I have concentrated my efforts on the one place I see most skippers around here, Lower Bruckland Ponds.  I have photographed not far off 100 skippers over the years - mostly head shots - but to no avail.  All the small skippers photographed here have indeed been Small Skippers, some even with dark-tipped antennae but still showing orange on the underside of the tip, which can fool in the field I can tell you! If you are as mad as me and fancy doing the same, be wary of Large Skipper too if you've not noticed the wing pattern, surprisingly easy to do when you're busy looking at the head-end all the time!  Large Skippers also have dark-tipped antennae but thankfully their antennae are a distinctly different shape so any confusion should be short-lived.  

Anyway, a few years ago I did start to lose hope. It really felt like it was never going to happen, but then...

In July 2019 EDDC warden James Chubb unknowingly photographed an Essex Skipper just off-patch at Trill Farm, near Axminster.  Which is less than two miles from Lower Brucklands!  
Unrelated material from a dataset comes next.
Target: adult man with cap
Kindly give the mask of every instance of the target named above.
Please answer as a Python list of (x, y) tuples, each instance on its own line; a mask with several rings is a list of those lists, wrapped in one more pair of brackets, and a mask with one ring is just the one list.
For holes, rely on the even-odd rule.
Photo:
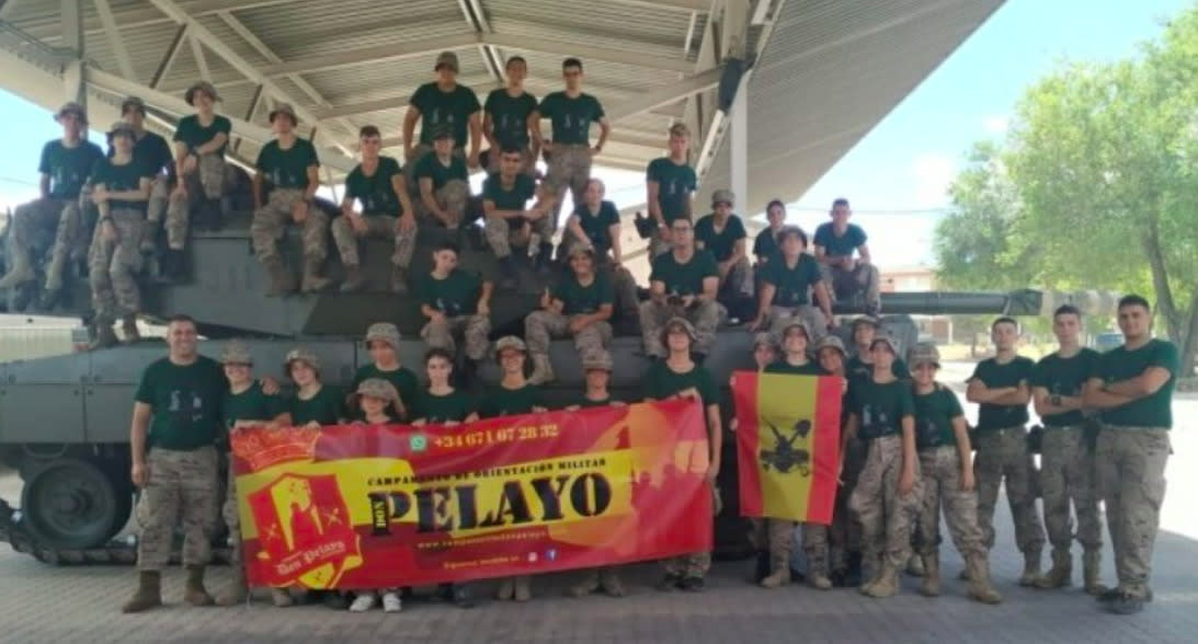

Taken from @TheTiercel twitter account

So I went back to Lower Brucklands Pond with renewed enthusiasm that summer and each summer since, but still no luck.  However last weekend I had luck elsewhere on patch...

During a family dog walk last Saturday, when I came across a beautifully unkempt and overgrown weedy corner at Axe Cliff, and noticed several skippers in amongst it, I ditched the family and spent twenty minutes getting scratched legs chasing butterflies!  Yes it was great seeing the skippers, but I was so thrilled to see good numbers of insects of all taxa considering how poor this year has been for insects.

Marbled White

And 15 skippers later, of which at least five were definitely Small, I photographed this...

Seems an awful lot of dark on the antennae tip there!

Jackpot - Essex Skipper!

Even closer and from the other side

Absolutely made up!  Had to leave very shortly after photographing the above, but hope to revisit again soon to see how many are actually there...  

So for the last eight or so years I have had the right idea, I've just been looking in the wrong place!